For years now, the world has been glued to their phones. It feels like ever since Motorola hit the world with the flip phone, we have been more concerned about the little screen in our palm rather than the world around us.
In fact, in 2016, us Australians spent a solid 10 hours and 24 minutes engaging with an internet device daily. Doing what exactly? I don’t know.
But this screen time has seen the pressure fall back on to companies and their marketing teams. How does a company stay in the forefront of consumers’ minds, when there is so much information being absorbed?
Hello to the rebranding era.
Many major companies entered the internet revolution between the years 1990 and the early 2000’s. Many of whom have continued to adapt their brand to the ever-changing consumer needs, while remaining true to their origin.
Let us use ebay as an example. They opened in 1998 and have never strayed too far from their four-colored logo, slightly old and honest website display. But this works. When you think of ebay, you think, cheap, honest, and easy to use.
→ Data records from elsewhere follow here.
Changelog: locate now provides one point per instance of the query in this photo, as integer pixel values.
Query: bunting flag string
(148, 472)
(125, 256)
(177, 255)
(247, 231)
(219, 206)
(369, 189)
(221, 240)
Then we look at Gumtree, a company that was comparable to ebay. Both providing a cheap looking site, which we accepted, because we went on to both sites looking for a cheap deal. And then they rebranded. Rebranded to something completely different to what, I as a consumer, think that Gumtree represents. Now the site and the logo looks slick, smart and simple. It feels entirely different. I no longer get that buzz when you’re about to score a bargain, instead I feel I might be paying more. Or, worse, there could be some hidden fees.
Is rebranding a strong marketing tactic for attracting new customers, or does it simply change the entire customer journey and put loyal customers off?